Old school auditing

with the new JSONB stuff


{ "name": "Felix Kunde" , "email": "felix-kunde@gmx.de"}

Slides: http://slides.com/fxku/pgmemento_foss4gna16



Hi!

I'm Felix.

I'm from Berlin.

Working at a university.

Mining on traffic sensor data.


Fell in love with PostGIS 5yrs ago.

Used it for 3d city models.

Missed versioning.

Did it myself.

Voilà.


Who got me here?



Motivation

Related projects

Implementation

Initial Idea:

Version control for 3D city models

Version control inside the DBMS


Linear

Hierarchical


(Lohse 2007)

Linear versioning usecases

A link to the past


http://interaktiv.morgenpost.de/berlins-neue-skyline/

Hierarchical versioning

City planning scenarios



http://www.hamburg.de/sehenswuerdigkeiten/4520674/neue-koehlbrandbruecke/

3D City Database


  • Open source project to store CityGML-based city models in PostGIS (github.com/3dcitydb)



Existent solution for 3DCityDB


  • Version control of a proprietary DBMS

  • Linear versioning with timestamps

  • Working in different "workspaces" (hierachical versioning)

  • Merging of workspaces is possible

  • Great in theory, but working not so well in the field ...


Conclusion


  • Clear separation between production and archive state

  • Logs should be easy to access and editable

  • Performance of queries shall not decrease


How to do it?


  • Use triggers to catch change events

  • Do something with the OLD version

  • Provide queryable versions for each row

  • Going back to a previous DB state would be nice


Everything in one place


  • Create a validity range for each row

  • OLD and NEW together in one table

  • Versioning is easy, but tables get messy

  • Include time condition for each query

  • How to delete logs?

QGIS DB Manager Versioning works like this



Everything in another place


  • Putting OLD into another table or schema

  • Validity range for each row in history table

  • Include time condition only for versioning queries

  • Dynamic time travel through views

  • How to delete logs?


Some examples for history tables



tablelog by Andreas Scherbaum

temporal_tables extension by Vlad Arkhipov

Tardis approach by Magnus Hagander

table_version extension by Jeremy Palmer


Generic auditing


Why have a history table for each audited table,

when you can just have one?


OLD can be converted into into a semi-structured data type:

RECORD, hstore, JSON, JSONB?

Don't need to care for DDL changes!

 

Craig Ringer does this with audit trigger 91plus (hstore)

And pgMemento does it as well.


Oh nice, but ...


  • Versioning gets more complicated then

  • Querying these logs is different (API changes)
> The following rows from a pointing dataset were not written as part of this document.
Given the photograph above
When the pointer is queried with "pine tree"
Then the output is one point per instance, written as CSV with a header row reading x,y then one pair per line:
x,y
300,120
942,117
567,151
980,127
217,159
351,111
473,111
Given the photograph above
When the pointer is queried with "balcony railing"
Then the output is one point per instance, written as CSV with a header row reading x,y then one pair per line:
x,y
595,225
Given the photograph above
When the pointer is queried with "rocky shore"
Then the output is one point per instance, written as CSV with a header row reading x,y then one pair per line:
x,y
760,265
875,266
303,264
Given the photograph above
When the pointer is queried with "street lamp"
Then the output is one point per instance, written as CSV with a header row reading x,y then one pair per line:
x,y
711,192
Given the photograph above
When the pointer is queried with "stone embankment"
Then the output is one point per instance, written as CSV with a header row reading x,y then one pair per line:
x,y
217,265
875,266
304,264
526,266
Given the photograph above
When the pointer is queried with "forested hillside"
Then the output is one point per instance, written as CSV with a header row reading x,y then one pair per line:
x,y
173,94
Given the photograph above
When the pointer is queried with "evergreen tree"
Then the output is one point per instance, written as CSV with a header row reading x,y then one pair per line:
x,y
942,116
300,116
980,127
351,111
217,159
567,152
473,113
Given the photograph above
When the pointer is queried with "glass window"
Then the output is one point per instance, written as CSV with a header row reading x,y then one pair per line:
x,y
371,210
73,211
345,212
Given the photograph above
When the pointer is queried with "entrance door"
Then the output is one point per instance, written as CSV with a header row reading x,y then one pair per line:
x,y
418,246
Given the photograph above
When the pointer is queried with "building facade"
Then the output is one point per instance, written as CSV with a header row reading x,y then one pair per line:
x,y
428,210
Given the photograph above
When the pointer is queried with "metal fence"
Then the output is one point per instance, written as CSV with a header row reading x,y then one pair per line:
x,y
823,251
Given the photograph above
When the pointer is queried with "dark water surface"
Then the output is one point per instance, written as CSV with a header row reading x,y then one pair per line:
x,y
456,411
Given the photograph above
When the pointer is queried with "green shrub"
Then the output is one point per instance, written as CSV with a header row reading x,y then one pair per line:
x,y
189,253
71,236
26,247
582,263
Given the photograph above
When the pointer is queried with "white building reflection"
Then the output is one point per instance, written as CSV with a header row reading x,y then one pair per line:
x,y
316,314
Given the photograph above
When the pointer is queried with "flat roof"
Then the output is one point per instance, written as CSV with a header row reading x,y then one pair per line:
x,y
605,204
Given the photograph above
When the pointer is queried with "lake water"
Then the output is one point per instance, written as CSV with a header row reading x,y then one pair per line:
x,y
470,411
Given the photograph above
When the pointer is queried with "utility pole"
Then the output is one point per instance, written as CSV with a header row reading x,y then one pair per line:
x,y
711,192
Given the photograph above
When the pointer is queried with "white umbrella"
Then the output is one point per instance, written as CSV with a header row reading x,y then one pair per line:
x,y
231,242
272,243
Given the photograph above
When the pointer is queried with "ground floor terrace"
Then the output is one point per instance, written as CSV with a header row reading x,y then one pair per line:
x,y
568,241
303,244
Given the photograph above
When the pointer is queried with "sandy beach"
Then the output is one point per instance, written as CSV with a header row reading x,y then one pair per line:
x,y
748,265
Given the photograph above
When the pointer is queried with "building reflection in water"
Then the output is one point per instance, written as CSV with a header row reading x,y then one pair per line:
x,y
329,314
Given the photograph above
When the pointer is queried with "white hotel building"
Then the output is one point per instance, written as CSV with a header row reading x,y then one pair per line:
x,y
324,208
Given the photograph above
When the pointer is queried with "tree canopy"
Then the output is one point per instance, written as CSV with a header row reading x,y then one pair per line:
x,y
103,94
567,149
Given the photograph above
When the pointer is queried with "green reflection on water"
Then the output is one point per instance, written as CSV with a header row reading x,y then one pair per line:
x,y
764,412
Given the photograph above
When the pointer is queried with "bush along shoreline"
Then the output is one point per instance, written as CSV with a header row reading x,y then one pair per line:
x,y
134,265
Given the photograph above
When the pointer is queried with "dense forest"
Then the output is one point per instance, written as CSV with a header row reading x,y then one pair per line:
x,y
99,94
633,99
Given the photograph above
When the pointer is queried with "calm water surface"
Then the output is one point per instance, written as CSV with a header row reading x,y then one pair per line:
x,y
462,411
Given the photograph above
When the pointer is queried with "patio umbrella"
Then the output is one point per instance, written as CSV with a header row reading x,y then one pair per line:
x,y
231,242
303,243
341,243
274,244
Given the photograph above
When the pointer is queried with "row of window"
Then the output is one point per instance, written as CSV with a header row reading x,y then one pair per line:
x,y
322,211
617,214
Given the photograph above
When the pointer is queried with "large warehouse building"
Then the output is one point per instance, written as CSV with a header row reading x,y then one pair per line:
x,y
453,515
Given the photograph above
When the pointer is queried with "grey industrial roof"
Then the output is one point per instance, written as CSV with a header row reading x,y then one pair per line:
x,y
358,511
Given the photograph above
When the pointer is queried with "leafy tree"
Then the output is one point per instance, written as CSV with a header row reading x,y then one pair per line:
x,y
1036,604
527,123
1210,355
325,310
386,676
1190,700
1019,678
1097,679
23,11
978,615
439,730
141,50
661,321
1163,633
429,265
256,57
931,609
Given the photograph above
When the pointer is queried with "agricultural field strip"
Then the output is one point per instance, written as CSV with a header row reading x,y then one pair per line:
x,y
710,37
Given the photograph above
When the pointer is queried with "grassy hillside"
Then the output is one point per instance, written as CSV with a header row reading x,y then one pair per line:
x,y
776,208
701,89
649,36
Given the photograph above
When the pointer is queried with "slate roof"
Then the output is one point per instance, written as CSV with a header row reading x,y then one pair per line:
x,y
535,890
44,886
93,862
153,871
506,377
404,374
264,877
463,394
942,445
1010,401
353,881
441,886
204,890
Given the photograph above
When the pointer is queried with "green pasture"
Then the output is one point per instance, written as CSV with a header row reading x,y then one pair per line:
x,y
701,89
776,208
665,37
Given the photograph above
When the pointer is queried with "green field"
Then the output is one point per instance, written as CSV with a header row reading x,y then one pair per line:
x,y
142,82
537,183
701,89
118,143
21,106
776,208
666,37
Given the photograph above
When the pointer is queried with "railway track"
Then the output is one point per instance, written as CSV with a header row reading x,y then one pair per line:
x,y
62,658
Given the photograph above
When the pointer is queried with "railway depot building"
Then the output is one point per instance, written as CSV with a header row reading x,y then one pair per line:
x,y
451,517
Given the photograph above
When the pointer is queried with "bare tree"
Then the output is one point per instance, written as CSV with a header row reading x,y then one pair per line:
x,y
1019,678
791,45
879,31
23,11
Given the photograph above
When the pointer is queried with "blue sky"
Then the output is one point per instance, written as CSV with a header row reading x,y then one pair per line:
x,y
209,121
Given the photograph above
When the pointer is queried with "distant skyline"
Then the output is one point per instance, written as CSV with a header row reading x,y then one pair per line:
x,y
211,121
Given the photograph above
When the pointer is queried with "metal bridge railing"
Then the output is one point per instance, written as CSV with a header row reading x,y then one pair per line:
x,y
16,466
  • Querying relational history tables is probably faster

  • DDL changes could be managed by event triggers

Disk space


(C) virualcitySYSTEMS 2016


Geometry, rasters and BLOBs


  • Logging complex objects even when they have not changed?

  • Calculate delta between OLD and NEW

  • Log only changed columns (need comparison)

  • Creating deltas produces unstructured logs

  • These could be handled nicely with hstore, JONSB etc.

  • Trigger overhead grows further


Pivoting changes


  • For each changed column generate a new row in a log table

  • column_name | pk | txid | tz | op | old_value | new_value

  • Cyan Audit by Moshe Jacobsen does it this way

  • Enabling / disabling auditing on column-level


PostgreSQL Logical Decoding


  • New API since PG 9.4 to access replication streams

  • Decoding the WAL logs

  • Write changes to replication slots

  • Auditing and versioning are both possible

  • Output plugins: WAL-Format >> wished format

  • More Infos: DocuFOSS4G NA, Postgres Open, FOSDEM, PgConfRu 


    Auditing using Logical Decoding


    Auditing transaction meta data (no data log):

    • pgaudit by Abhijit Menon-Sen & Ian Barwick (2nd Quadrant)
    • pgaudit fork by David Steele (Crunchy Data)


    Audit log to JSONB, to restore in a (PostGIS) database:

    (there might a talk about it @foss4g in Bonn)


    Hierarchical version control

    of spatial data


    Use case: Multiple users working in their own branches



    How it all started with pgMemento


    Table row >> row_to_json(OLD) >> JSON


    JSON >> json_populate_record(null::test_table, JSON) >> Table row


    Generic tracking of changes


    Log tables



    DML log tables

    • Transaction_log: Meta data about transactions

    • Table_event_log: Meta data about table events related to txids

    • Row_log: Table for data log referenced to events



    DDL log tables

    • Audit_table_log: Shows which tables exist for txid range

    • Audit_column_log: Shows which columns exist for txid range


    Statement-level triggers

    • BEFORE DML changes log infos about current txid (UNIQUE)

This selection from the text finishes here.